Иржи молча положил голову на одеяло, но затем снова ее приподнял:
– Как ты думаешь, я смогу когда-нибудь завести себеребенка?
– Конечно. Ты должен всего лишь найти себе подходящую женщину.
– Да, но… Мне это позволят?
– Мир уже больше не будет таким, каким мы его знаем. Там, за пределами этого лагеря, происходит очень много событий. Война все кардинально изменит. Мир станет намного лучше, чем он есть сейчас. Больше уже не будет ни черных, ни розовых, ни красных треугольников. Больше уже не будет ни евреев, ни арийцев, ни негров. Мы, люди, смешаемся все в один огромный Вавилон, однако пытаться строить башню аж до неба мы на этот раз не станем. Мы ограничимся тем, что будем жить тихо и спокойно… И я уверена, Иржи, что ты сможешь завести себе ребенка и сможешь его вырастить.
Они нежно обнялись – так, как обнимаются мать и сын. Затем Иржи начал напевать вполголоса колыбельную, которую помнил еще с детства.
– Zpopielnika па Wojtusia iskiereczka mruga… [74]
Он почувствовал, что тело Мириам слегка обмякло.
– Chodz opowiem ci bajeczkc. Bajka bcdzie dluga… [75] Мышцы женщины потихоньку расслабились. Иржи продолжал напевать – все тише, и тише, и тише. Дыхание Мириам стало ровным: она уснула.
74
Из поддувала Войтусю подмигивает искорка… (польск.)
75
Иди, расскажу тебе сказку. Сказка будет длинной… (польск.)
В этот момент дверь барака распахнулась, и в него зашел обершарфюрер.
– Похлебку подано, – объявил он громовым голосом.
Брайтнер сидел один в своем кабинете и все никак не мог решиться лечь спать. Ему казалось, что он чего-то не доделал, но он никак не мог понять что.
Его взгляд упал на шахматную доску.
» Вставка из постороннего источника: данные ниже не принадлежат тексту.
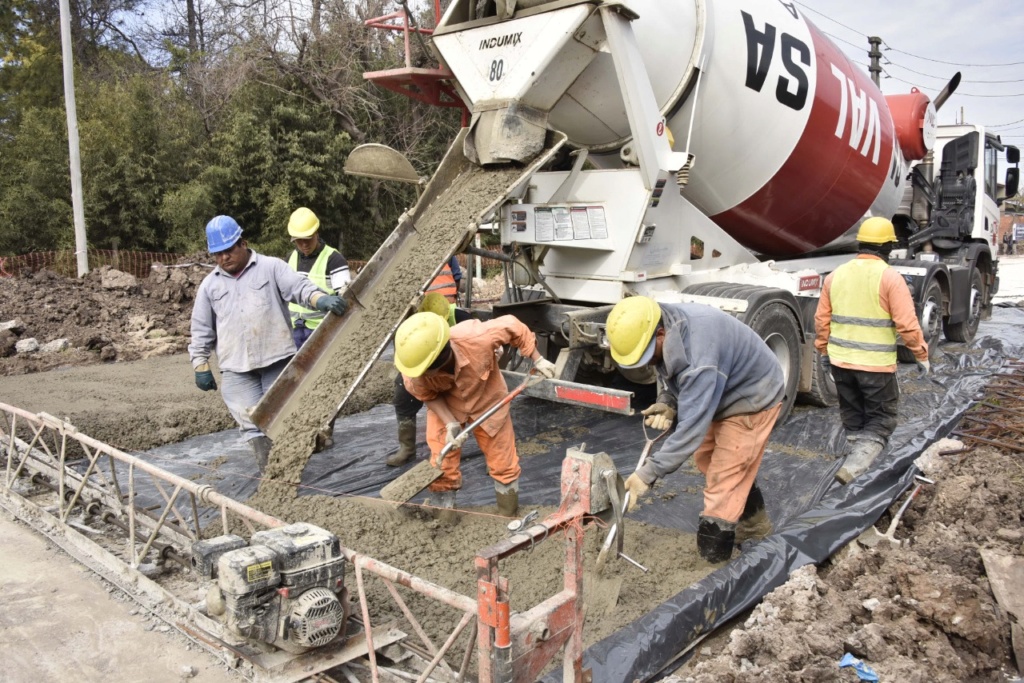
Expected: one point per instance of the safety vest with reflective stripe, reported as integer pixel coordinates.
(316, 274)
(861, 332)
(444, 284)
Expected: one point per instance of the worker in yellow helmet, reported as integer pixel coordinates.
(724, 388)
(864, 304)
(406, 404)
(327, 268)
(455, 372)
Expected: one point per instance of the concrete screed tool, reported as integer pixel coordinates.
(412, 482)
(616, 530)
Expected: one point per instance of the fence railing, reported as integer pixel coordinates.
(65, 262)
(139, 263)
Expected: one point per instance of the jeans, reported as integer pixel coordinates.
(242, 391)
(867, 402)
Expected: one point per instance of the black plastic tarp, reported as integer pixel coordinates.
(813, 516)
(929, 410)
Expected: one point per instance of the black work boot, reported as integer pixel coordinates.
(754, 523)
(261, 450)
(715, 539)
(865, 450)
(507, 497)
(407, 442)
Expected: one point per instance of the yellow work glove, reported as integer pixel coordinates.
(545, 368)
(636, 487)
(452, 436)
(659, 416)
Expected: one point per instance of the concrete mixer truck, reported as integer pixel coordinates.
(720, 152)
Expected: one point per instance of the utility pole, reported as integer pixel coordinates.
(876, 54)
(81, 250)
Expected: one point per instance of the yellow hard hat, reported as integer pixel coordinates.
(631, 328)
(434, 302)
(877, 230)
(303, 223)
(418, 343)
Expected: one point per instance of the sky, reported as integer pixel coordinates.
(929, 41)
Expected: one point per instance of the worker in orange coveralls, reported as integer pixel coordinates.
(455, 372)
(724, 389)
(864, 304)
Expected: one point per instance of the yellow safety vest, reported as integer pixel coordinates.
(317, 274)
(861, 333)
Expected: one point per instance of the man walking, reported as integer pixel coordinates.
(724, 388)
(328, 269)
(455, 372)
(241, 314)
(864, 304)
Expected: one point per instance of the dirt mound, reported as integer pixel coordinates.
(922, 611)
(105, 315)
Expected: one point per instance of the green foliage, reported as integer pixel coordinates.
(221, 132)
(276, 153)
(35, 185)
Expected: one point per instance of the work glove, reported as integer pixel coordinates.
(333, 303)
(452, 435)
(204, 378)
(545, 368)
(659, 416)
(636, 487)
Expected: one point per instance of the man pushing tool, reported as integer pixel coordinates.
(455, 372)
(725, 387)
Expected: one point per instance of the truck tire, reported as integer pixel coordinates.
(931, 323)
(776, 325)
(822, 393)
(965, 330)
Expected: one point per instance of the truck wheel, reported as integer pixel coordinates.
(776, 325)
(822, 391)
(965, 330)
(931, 323)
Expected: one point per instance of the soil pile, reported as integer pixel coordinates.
(920, 611)
(104, 316)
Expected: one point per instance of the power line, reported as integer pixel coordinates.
(946, 78)
(952, 63)
(965, 94)
(1000, 125)
(894, 49)
(811, 9)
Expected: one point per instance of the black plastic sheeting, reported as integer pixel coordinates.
(813, 516)
(929, 409)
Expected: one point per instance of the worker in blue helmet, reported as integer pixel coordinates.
(241, 313)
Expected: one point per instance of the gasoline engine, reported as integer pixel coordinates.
(285, 588)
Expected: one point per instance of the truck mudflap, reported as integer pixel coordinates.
(573, 393)
(324, 374)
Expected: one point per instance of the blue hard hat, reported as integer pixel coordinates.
(221, 233)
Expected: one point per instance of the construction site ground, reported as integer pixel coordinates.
(922, 611)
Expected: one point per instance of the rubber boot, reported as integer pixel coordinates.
(325, 437)
(407, 443)
(715, 539)
(863, 454)
(261, 451)
(444, 511)
(754, 523)
(507, 496)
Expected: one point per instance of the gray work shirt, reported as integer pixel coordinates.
(713, 367)
(245, 317)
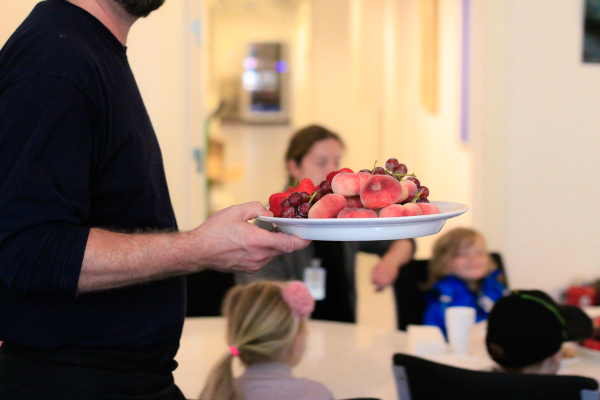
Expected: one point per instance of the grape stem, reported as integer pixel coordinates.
(417, 197)
(374, 166)
(400, 175)
(291, 185)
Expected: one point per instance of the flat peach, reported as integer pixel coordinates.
(348, 183)
(350, 212)
(329, 206)
(428, 208)
(393, 210)
(380, 191)
(354, 202)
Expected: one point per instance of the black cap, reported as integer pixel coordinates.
(527, 326)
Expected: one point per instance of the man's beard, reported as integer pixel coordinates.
(139, 8)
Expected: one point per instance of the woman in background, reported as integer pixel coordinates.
(313, 152)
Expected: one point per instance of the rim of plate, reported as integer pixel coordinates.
(456, 209)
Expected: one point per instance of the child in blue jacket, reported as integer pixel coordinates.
(461, 273)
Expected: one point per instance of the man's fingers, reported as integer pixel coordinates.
(286, 243)
(252, 210)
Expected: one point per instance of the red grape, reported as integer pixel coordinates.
(305, 197)
(415, 181)
(295, 199)
(325, 187)
(289, 212)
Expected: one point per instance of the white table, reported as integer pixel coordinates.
(352, 360)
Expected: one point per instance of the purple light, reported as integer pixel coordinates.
(250, 63)
(281, 67)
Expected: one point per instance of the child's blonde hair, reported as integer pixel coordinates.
(447, 247)
(261, 326)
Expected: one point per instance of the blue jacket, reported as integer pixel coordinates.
(452, 291)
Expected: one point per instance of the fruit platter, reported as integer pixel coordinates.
(372, 204)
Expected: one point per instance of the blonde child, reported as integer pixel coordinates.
(461, 273)
(266, 329)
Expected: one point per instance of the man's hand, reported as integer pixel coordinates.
(227, 242)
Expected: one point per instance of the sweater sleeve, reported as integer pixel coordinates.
(46, 142)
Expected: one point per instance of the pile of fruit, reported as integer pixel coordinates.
(370, 193)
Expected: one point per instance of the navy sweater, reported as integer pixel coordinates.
(77, 150)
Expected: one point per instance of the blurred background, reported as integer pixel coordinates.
(489, 102)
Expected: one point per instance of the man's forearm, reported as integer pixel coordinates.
(225, 242)
(117, 259)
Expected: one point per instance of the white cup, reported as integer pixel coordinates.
(459, 323)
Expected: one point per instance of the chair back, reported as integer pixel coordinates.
(420, 379)
(409, 293)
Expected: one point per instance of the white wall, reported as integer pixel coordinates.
(13, 13)
(163, 54)
(428, 143)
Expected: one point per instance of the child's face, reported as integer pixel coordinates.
(471, 262)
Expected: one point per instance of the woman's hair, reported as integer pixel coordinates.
(447, 247)
(304, 139)
(261, 326)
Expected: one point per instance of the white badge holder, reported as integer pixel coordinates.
(314, 279)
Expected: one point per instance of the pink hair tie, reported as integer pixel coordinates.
(234, 351)
(298, 297)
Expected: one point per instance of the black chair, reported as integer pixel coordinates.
(206, 291)
(419, 379)
(409, 295)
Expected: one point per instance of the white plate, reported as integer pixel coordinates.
(364, 229)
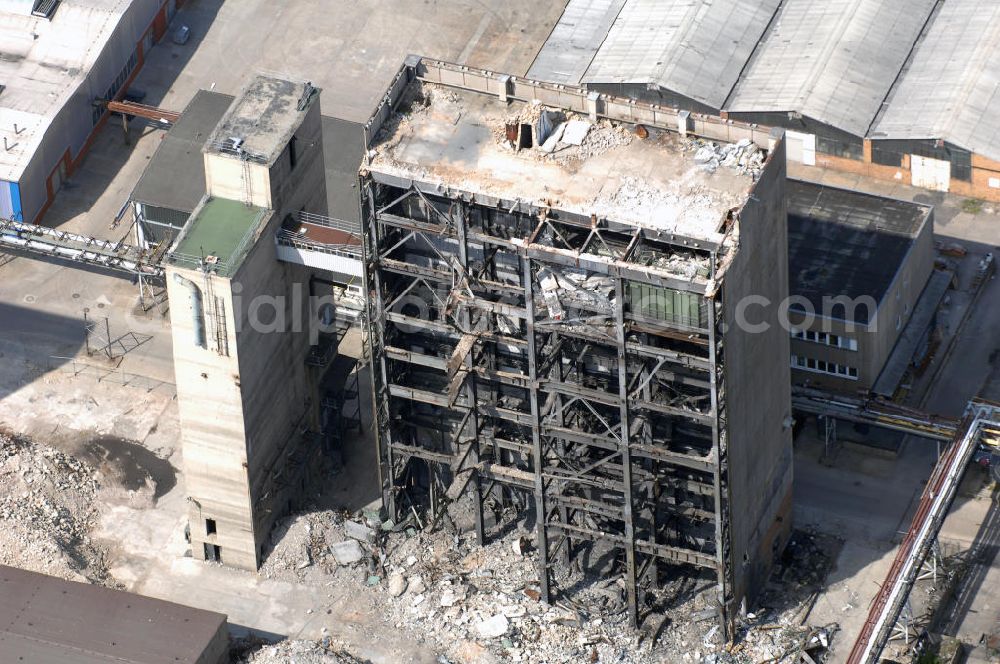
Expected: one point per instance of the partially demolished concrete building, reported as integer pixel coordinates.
(557, 286)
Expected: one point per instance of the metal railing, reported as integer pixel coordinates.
(354, 228)
(298, 241)
(982, 419)
(51, 242)
(108, 374)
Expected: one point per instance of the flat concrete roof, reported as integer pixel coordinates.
(343, 149)
(45, 620)
(457, 139)
(263, 118)
(175, 176)
(844, 242)
(43, 62)
(216, 231)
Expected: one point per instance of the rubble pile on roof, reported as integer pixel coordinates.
(551, 157)
(744, 156)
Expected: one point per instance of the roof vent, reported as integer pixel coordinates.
(308, 92)
(44, 8)
(232, 145)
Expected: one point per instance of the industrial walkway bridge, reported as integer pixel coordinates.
(119, 256)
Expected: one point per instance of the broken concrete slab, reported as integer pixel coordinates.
(493, 627)
(347, 552)
(359, 531)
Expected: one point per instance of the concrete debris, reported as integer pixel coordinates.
(255, 651)
(493, 627)
(576, 132)
(47, 512)
(415, 586)
(359, 531)
(347, 552)
(744, 157)
(462, 598)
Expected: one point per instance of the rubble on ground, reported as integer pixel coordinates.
(47, 511)
(472, 603)
(255, 651)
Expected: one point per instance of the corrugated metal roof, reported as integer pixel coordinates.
(694, 48)
(574, 41)
(831, 60)
(951, 90)
(175, 175)
(44, 619)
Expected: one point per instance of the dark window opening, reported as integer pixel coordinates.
(213, 553)
(524, 138)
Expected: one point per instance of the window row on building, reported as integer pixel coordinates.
(822, 366)
(825, 338)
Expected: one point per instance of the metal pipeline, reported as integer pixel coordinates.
(197, 310)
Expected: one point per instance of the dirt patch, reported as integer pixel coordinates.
(130, 465)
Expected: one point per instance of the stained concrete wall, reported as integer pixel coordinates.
(757, 382)
(210, 402)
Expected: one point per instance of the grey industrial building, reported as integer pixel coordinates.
(861, 266)
(173, 183)
(895, 89)
(538, 338)
(44, 619)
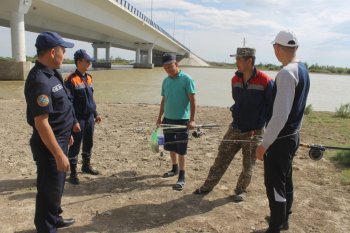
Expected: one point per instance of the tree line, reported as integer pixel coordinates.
(315, 68)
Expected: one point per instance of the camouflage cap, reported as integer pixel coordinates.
(244, 52)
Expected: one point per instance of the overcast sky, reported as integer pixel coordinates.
(213, 29)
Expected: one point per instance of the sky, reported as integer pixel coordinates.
(213, 29)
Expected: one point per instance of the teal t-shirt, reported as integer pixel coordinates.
(176, 91)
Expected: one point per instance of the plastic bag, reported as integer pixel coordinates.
(154, 141)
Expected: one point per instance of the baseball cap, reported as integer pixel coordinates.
(47, 40)
(168, 58)
(244, 52)
(81, 54)
(286, 38)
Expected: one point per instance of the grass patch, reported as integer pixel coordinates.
(342, 158)
(345, 177)
(323, 128)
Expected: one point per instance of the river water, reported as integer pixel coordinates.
(126, 85)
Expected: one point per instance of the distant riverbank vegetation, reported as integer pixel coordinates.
(315, 68)
(312, 68)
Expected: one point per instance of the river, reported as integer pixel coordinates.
(126, 85)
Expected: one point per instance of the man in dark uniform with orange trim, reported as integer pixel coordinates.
(51, 114)
(79, 84)
(252, 95)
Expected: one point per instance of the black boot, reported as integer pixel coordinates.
(73, 177)
(87, 168)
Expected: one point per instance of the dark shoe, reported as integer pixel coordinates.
(239, 197)
(201, 191)
(179, 186)
(73, 179)
(65, 223)
(88, 169)
(170, 174)
(283, 227)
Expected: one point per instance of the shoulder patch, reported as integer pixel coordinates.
(43, 100)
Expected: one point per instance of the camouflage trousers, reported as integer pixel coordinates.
(227, 151)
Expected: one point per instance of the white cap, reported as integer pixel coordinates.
(286, 38)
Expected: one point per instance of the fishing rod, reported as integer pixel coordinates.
(316, 151)
(203, 126)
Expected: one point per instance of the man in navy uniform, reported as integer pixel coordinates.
(50, 113)
(79, 84)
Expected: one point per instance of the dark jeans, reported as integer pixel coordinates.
(278, 179)
(50, 186)
(85, 136)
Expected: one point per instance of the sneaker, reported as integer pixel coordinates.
(88, 169)
(239, 197)
(73, 179)
(283, 227)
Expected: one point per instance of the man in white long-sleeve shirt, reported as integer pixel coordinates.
(281, 138)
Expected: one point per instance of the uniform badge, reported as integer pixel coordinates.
(43, 100)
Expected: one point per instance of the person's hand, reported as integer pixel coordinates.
(159, 121)
(62, 163)
(260, 152)
(98, 119)
(191, 125)
(76, 128)
(71, 141)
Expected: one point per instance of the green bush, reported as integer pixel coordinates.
(343, 111)
(342, 158)
(308, 109)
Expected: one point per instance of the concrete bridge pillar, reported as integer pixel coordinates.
(107, 47)
(19, 68)
(137, 55)
(20, 8)
(143, 51)
(150, 55)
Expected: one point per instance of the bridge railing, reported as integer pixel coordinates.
(144, 18)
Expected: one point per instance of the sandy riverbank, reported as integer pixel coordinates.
(131, 196)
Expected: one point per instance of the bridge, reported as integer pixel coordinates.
(103, 23)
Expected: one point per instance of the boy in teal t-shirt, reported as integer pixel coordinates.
(178, 107)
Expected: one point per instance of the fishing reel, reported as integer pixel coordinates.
(316, 152)
(197, 133)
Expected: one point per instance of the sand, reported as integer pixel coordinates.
(131, 196)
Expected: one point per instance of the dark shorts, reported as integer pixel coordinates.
(176, 139)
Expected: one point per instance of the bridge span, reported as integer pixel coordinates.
(103, 23)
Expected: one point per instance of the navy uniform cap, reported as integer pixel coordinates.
(244, 52)
(168, 58)
(82, 54)
(48, 40)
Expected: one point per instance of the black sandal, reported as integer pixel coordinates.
(201, 191)
(179, 186)
(170, 174)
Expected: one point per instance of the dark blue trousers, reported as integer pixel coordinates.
(85, 136)
(50, 186)
(278, 179)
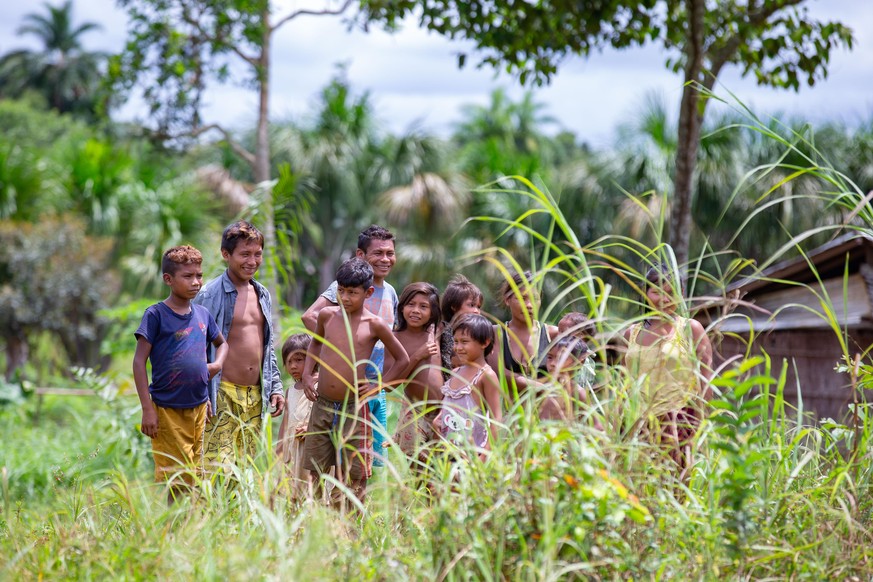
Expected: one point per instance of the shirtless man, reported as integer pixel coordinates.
(376, 246)
(250, 383)
(345, 335)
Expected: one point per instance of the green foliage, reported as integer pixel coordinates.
(175, 48)
(65, 74)
(40, 292)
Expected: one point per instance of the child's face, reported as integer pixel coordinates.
(186, 282)
(352, 298)
(468, 349)
(245, 260)
(381, 257)
(294, 364)
(560, 361)
(417, 312)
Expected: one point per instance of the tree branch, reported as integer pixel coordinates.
(238, 149)
(297, 13)
(728, 50)
(188, 19)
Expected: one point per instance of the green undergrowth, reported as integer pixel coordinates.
(768, 498)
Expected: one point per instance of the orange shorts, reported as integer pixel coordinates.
(178, 447)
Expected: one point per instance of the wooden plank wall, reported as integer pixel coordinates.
(811, 358)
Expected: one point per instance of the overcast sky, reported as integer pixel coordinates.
(413, 78)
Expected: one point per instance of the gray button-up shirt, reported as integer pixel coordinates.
(219, 297)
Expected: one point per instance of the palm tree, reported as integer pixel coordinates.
(62, 71)
(425, 200)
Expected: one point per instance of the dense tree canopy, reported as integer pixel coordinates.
(61, 70)
(776, 41)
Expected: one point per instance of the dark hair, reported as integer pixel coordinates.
(522, 280)
(240, 231)
(298, 342)
(478, 328)
(355, 272)
(177, 256)
(410, 291)
(459, 290)
(577, 324)
(576, 346)
(371, 233)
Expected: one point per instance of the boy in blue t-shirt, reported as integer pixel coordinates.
(173, 335)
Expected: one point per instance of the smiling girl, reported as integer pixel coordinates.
(418, 313)
(471, 397)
Черные фигуры были расставлены даже без намека на какой-либо стратегический замысел. «Из Феликса, наверное, хорошего игрока не получится», – с досадой подумал Брайтнер. Однако затем его страсть к шахматам взяла свое и заставила на время позабыть о сыне. Комендант обошел стол и оценил ситуацию с противоположной стороны. Доска показалась ему схемой поля боя, на котором силы противников глубоко проникли в боевые порядки друг друга, образовав сложное сплетение взаимной защиты фигур, путей отхода и путей наступления.
И вдруг он облегченно вздохнул: его осенило. Он стал проверять свою догадку, чуть наклоняясь то направо, то налево, чтобы можно было получше рассмотреть расстановку фигур. «А почему бы и нет?» – мелькнула у него мысль.
Брайтнер пошел белым конем. Затем он, не раздумывая, сразу же сделал ход черным слоном. Последовало еще несколько ходов… Фигуры изменяли свое взаимное расположение, подчиняясь строгим правилам их перемещения по доске.
Все внимание Брайтнера было теперь сконцентрировано на игре. Пожертвовав пешкой и ладьей, он задумчиво уставился на доску, анализируя, к чему привели сделанные им ходы. Он пытался поддерживать в игре некоторый баланс. Играя с одной стороны, он вырабатывал определенную стратегию, а играя с другой – старался вести себя так, как вел бы себя на его месте любой посредственный игрок. «Да уж, – подумал он, оценивая ситуацию на шахматной доске, – уж слишком большая ставка на везение, но она может привести к успеху». Он аккуратно зажал коня между указательным и средним пальцами и приподнял его… Все, что находилось за окном: концлагерь, караульные вышки, часовые, прожекторы, крематории, газовые камеры – все это куда-то исчезло. Осталась одна лишь эта шахматная партия.